The Many Options for Debt Consolidation


Debt consolidation is nothing new but today and especially with the current financial market, the number of options for services and programs is incredible. For example, people needing to borrow money and get finances under control can find a debt consolidation solution through a local bank, credit union, or even brick and mortar, as well as online lender. Before anyone takes out a loan like this, it is important to understand the options in better detail.

For banks and credit unions, debt consolidation loans are certainly possible but the challenge is that most come with rigid terms and conditions. Loans from conventional lenders usually take longer although interest rates are decent. For the person that only needs a small amount of money, and funding that would be paid back quickly, going with a bank or credit union should be the last consideration.

Another possibility for a debt consolidation loan is through a broker. A broker is simply someone that works as an extension to a moneylender. Now, taking out a debt consolidation loan from a broker usually involves the purpose of the money being disclosed. The upside is that the process is extremely fast, which means a person needing money for an emergency has it quickly.

Finance companies also handle debt consolidation requests, sometimes without involving any other loan. Loans of this type would come at a cost but usually it is low. Many finance companies offer consumers special programs pertaining to debt consolidation rather than securing a loan. In this case, the individual is taught how to manage money more effectively while the program administrators negotiate with the person?s creditors to arrange for more affordable monthly payments or lower payoff amounts.

This means that when discussing debt consolidation, there are two primary options. The first option is with a loan whereby a person gets quick and easy money needed for paying bills, taking care of emergencies, or handling some unexpected financial need. The other option for debt consolidation is a program as mentioned that allows people in debt to have viable solutions for getting out of debt and learning how to stay out of debt. For the last option, expenses would include medical bills, credit cards, any accounts in collection, back taxes, and more.

The person that is more interested in taking out a debt consolidation loan also needs to look at the different options. Again, money comes from a variety of sources but one that has become increasingly popular is through a moneylender. Found locally and online, lenders such as this are set up to provide people with money needing little to no collateral but at a high interest rate and short payoff period.

Obviously, the last thing a person wants is to get stuck in a loan paying out more money in interest and fees than necessary, which is why doing research on the best debt consolidation lender is so critical. People needing this kind of loan are already trying to get better organized financially so the last thing they need is having even more money piled onto an already difficult situation. No matter the option a person goes with, knowing the different types of debt consolidation loan options and then doing research on lenders is the key.

For instance, one option for a debt consolidation loan is the secured loan. This is the best option for a person needing to borrow a lot of money, for someone that has less than perfect credit, or someone that is looking for a loan with a low interest rate.
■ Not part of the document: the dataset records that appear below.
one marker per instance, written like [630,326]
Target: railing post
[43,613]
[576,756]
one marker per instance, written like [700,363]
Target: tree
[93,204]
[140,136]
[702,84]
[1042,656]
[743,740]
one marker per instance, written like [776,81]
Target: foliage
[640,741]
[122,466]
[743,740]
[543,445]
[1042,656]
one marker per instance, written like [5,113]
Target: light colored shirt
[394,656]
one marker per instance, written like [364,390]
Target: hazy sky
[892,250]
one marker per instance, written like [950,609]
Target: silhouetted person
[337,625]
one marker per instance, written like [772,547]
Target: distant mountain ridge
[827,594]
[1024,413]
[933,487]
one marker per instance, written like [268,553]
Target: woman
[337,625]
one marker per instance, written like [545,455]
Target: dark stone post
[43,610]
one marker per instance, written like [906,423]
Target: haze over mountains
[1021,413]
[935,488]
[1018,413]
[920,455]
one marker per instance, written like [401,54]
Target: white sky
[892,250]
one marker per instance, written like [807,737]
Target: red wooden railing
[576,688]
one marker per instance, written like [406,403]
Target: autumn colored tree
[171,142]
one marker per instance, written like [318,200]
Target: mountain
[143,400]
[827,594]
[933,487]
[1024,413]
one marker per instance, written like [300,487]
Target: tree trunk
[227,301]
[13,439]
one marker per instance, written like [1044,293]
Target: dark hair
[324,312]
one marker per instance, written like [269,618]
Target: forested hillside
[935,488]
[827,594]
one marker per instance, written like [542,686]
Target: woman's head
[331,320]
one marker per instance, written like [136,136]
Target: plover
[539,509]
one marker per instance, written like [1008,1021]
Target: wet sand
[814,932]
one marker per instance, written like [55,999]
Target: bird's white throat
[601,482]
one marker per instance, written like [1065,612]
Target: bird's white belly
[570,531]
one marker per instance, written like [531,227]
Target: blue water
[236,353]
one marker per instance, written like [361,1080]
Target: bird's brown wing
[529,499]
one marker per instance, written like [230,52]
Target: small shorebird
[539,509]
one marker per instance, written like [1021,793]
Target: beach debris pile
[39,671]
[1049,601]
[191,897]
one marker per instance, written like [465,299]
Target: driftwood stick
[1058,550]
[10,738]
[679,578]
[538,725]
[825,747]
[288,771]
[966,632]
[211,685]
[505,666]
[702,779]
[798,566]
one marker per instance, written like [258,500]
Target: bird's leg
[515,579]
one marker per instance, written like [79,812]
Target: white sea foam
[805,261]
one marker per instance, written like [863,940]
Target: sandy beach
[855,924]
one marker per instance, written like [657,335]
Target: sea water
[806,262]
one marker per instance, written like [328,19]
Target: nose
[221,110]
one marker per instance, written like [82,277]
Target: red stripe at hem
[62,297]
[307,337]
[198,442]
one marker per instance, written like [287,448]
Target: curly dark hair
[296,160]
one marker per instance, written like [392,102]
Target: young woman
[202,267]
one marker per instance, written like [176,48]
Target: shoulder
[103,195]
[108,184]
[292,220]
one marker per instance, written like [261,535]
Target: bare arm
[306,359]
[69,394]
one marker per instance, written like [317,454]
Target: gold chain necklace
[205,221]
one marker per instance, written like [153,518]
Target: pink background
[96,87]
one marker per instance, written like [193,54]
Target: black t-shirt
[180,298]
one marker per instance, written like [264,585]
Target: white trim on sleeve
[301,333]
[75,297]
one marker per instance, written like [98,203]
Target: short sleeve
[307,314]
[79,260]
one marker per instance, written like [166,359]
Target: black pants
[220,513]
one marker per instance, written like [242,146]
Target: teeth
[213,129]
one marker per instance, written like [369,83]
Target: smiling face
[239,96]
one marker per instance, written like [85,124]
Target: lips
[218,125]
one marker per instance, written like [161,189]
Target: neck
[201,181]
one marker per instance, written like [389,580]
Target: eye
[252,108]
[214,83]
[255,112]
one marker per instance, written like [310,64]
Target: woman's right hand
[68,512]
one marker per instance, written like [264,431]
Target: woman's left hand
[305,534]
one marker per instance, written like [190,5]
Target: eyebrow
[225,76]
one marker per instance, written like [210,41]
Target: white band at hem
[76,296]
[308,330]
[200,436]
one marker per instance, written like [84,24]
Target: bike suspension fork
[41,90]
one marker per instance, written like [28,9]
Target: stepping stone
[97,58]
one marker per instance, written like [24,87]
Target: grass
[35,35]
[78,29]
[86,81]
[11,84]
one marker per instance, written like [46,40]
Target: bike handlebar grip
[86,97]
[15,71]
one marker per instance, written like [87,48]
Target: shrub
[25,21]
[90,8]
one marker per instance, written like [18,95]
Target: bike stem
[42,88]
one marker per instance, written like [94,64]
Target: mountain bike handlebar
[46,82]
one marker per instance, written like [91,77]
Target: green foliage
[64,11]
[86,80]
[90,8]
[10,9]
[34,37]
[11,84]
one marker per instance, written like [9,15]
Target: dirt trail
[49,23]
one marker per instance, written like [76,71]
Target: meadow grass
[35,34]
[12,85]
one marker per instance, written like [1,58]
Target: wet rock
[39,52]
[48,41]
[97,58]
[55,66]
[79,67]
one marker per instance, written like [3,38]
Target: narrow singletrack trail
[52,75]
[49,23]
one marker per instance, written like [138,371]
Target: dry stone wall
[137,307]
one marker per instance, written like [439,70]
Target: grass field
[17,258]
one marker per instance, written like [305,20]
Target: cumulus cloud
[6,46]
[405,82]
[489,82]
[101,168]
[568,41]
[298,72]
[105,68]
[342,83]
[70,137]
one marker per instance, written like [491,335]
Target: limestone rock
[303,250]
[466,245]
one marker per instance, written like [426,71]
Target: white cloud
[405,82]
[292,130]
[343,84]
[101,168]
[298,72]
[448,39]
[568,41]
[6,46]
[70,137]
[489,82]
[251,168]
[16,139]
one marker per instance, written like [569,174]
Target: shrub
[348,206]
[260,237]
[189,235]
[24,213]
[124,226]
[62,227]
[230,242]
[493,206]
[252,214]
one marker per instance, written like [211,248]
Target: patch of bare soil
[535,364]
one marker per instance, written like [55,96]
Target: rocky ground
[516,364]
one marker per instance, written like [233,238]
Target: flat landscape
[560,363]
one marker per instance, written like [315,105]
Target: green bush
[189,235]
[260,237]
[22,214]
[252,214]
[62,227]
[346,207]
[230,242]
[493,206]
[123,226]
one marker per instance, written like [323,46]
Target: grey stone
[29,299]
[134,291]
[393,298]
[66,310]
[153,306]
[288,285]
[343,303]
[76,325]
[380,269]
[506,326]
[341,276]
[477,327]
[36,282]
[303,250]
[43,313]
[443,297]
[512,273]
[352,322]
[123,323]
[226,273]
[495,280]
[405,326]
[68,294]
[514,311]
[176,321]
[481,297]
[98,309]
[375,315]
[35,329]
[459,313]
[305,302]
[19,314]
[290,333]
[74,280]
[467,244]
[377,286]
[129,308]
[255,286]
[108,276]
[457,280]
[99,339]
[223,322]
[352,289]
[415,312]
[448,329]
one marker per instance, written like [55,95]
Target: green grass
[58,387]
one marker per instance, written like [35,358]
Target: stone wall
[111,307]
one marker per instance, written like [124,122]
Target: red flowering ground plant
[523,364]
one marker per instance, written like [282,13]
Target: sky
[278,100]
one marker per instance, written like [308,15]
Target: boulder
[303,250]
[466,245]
Although many different people could apply for a secured debt consolidation loan, this is typically the best solution for someone that owns a home or other property.

Then, there is the unsecured type of debt consolidation loan in which the borrower would not need to have a home or property for collateral. In this case, the loans are short-term and for $200 to $2,500 whereas a secured loan is long-term and for more money. With an unsecured debt consolidation loan, individuals have a low principal but they also pay higher interest. The good news is that with so many money lenders now available, finding someone to lend money is quite easy.

One of the precautions associated with a debt consolidation loan regardless of lender or loan type is that these loans simply move debt. In other words, the loan does not eliminate debt but takes credit cards, other loans, and various expenses from one creditor and rolls it into a new loan, the debt consolidation loan.

That means the individual is able to manage money better and in some cases save, but he or she is not any further ahead from a financial standpoint. However, being able to get rid of a high interest credit card, bring past due bills current, or to handle an emergency, makes the debt consolidation loan a good consideration.